When we moved out to the farm they tried to make us get flood insurance. We had to argue and argue to prove we were not in a flood zone (mostly this was due to the fact that the address the hwy dept assigned us when entered into gps or google earth etc shows you a property about 40 miles from us which is low lying - it has the same address just in a different county). That caused us all kinds of headaches but I digress.

Finally a guy came out and we walked him out into what would be the front yard and pointed far far away at the tops of the town's water towers, which we look *down* on. I told him - "honey, if the water gets into my house, the only flood insurance that will help anybody is gonna be a giant boat with a bunch of animals in it." They finally let it go.


----------



## GrannyCarol (Mar 23, 2005)

My concern is that I am within what they consider a flood plain, whether its going to flood or not, will they let go if I am within their mapped flood plain and its elevations - even though its not going to flood?

Also, I am interested in whether our rates are normal for the 100 yr flood zone, anyone have any experience there?


----------



## Darren (May 10, 2002)

GrannyCarol said:


> My concern is that I am within what they consider a flood plain, whether its going to flood or not, *will they let go if I am within their mapped flood plain and its elevations* - even though its not going to flood?
> 
> Also, I am interested in whether our rates are normal for the 100 yr flood zone, anyone have any experience there?


That's the purpose of the letter of map amendment, LOMA. If you can prove the elevation at your house is higher than the one shown on the flood plain map for a 100 year flood you will get the LOMA which will enable you to drop your flood insurance or if you want to keep it, get a preferred rate of less than $200 per year.


----------



## GrannyCarol (Mar 23, 2005)

Ok, I get that, but I just don't believe that there is that sort of risk anywhere in their "flood plain" in this town, there is no history to show that's a possibility.
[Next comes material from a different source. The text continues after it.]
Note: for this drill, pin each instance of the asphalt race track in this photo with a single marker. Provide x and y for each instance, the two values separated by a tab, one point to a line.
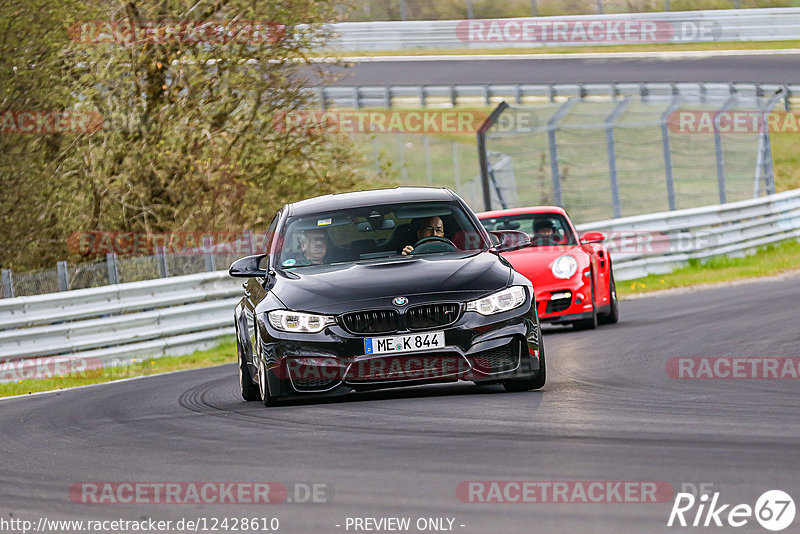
733	68
609	412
I'm quite sure that my elevation would place me squarely in what they call a 100 yr risk, I'm at the lower end of it. I just don't agree that there is that sort of risk here. 

Perhaps FEMA doesn't run my flood insurance... however we are a part of the NFIP and that is administered by FEMA and my money ends up in their coffers. Between NFIP and FEMA, they set what is a flood plain and what isn't, what the risk of a flood is and the rates that are charges. Before those things were taken over, my flood insurance was $300 a year through a private company. There are no private flood insurance companies available to me. 

I am required to have flood insurance by law because I have a mortgage and FEMA has found my property to be "high risk". If I don't have flood insurance, I lose my mortgage. 

Am I really the only one out there that pays unusually high flood insurance? I am very curious what sort of rates people pay in New Orleans, or really truly flood prone areas or if they can even get flood insurance? I'd like to know how that works. 

Thanks for the answers.


----------